A close call and a considerable challenge


John Wight writes that ‘no’ won in spite of itself but that makes it no easier for the pro-independence left to influence the SNP

The telling aspect of the most historic election in UK political history was not the unprecedented 85 percent turnout. Nor was it the achievement of the Yes campaign in mobilising and bringing thousands of people across Scotland into political engagement and activity. It was not even the resignation of SNP leader Alex Salmond the day after the election, which added a Shakespearean quality to what had already been a dramatic period in Scottish history.

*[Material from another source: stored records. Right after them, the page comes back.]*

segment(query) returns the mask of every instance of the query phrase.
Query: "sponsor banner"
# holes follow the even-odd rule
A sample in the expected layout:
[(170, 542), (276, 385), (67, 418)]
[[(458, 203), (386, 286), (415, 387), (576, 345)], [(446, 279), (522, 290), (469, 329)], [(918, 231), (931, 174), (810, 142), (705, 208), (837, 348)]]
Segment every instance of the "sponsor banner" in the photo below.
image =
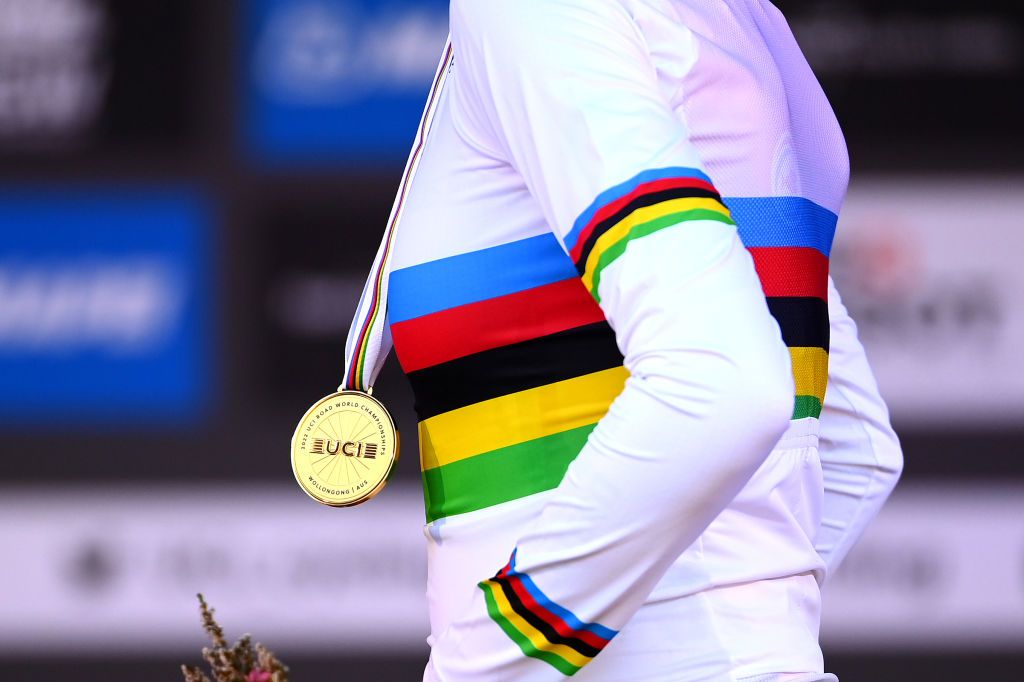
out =
[[(1020, 140), (1024, 6), (1008, 0), (777, 3), (855, 150)], [(950, 93), (956, 93), (951, 97)], [(993, 151), (997, 147), (991, 147)], [(928, 154), (930, 158), (939, 158)], [(959, 160), (959, 159), (958, 159)], [(955, 167), (957, 160), (949, 160)], [(901, 163), (917, 164), (904, 157)]]
[(405, 159), (448, 33), (446, 1), (250, 0), (242, 13), (254, 156)]
[(196, 10), (195, 0), (0, 2), (0, 154), (182, 137)]
[[(824, 592), (830, 651), (1019, 650), (1024, 488), (905, 486)], [(232, 636), (283, 653), (420, 653), (423, 502), (321, 507), (294, 486), (0, 489), (0, 654), (133, 655)]]
[(1024, 418), (1024, 178), (866, 179), (832, 273), (901, 425)]
[[(781, 2), (858, 144), (952, 129), (1019, 138), (1024, 12), (1004, 0)], [(242, 3), (244, 140), (265, 162), (405, 158), (445, 32), (443, 0)], [(957, 93), (950, 97), (951, 88)]]
[(4, 490), (0, 654), (194, 654), (197, 592), (232, 638), (282, 656), (416, 653), (422, 499), (397, 485), (344, 510), (295, 485)]
[(204, 200), (0, 189), (0, 423), (188, 421), (210, 393)]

The most telling event came in Manchester a couple of days after 18 September at the Labour Party conference, when a coach carrying representatives of Scottish Labour pulled up outside the conference to a rapturous welcome from Harriet Harman and various other Labour MPs and officials. Off the coach came Johann Lamont, Margaret Curran, and Anas Sarwar et al. with broad smiles and raised hands, basking in the kind of glory you would normally associate with a football team returning home after winning the World Cup.

Watching this it was clear that Labour in Scotland is as close to a political corpse than it has ever been in the wake of a referendum result which, rather than a victory, was a disaster for Labour, clear proof that the ideological hollowing out it went through during the Blair years has yet to be reversed.

Whereas we witnessed a Yes campaign that was testimony to the potential of a grassroots mobilisation in a mature democracy, the Better Together campaign qualified as one of the most inept and cynical ever waged. None who witnessed it will soon forget the sight of a Tory Prime Minister scurrying up to Scotland from London, accompanied by the leaders of the two mainstream Westminster opposition parties, in a panic stricken attempt to save the Union as the gap narrowed.

That we even got to this point is an indictment of Labour and evidence of the contempt in which it is now held within large swathes of traditional Labour heartlands in Glasgow, Dundee, West Dunbartonshire, North Lanarkshire etc. So bad is this political and ideological malaise that it fell to Respect MP George Galloway to step into the breach and make the case for ‘real’ Labour values as he toured the country with his ‘Just Say Naw’ campaign. Other notable exceptions to Labour’s dire performance were members of the Red Paper Collective, whose efforts were considerable given the lack of resources at their disposal and a wider platform from which to make their case for a class-based alternative to independence

The SNP’s prospectus was so full of holes you could have driven a bus through it. Rather than a significant departure from the status quo, it had status quo stamped all over it. Whether over the retention of sterling as the national currency (a disaster in the making for reasons by now well known); the retention of the Queen and heirs as head of state; NATO and EU membership; or a 3 percent cut in corporation tax, the SNP outlined a vision that could best be described as independence without independence. This is why I was confident of a ‘no’ vote up until the last two weeks, regardless of the deficiencies of the ‘no’ campaign.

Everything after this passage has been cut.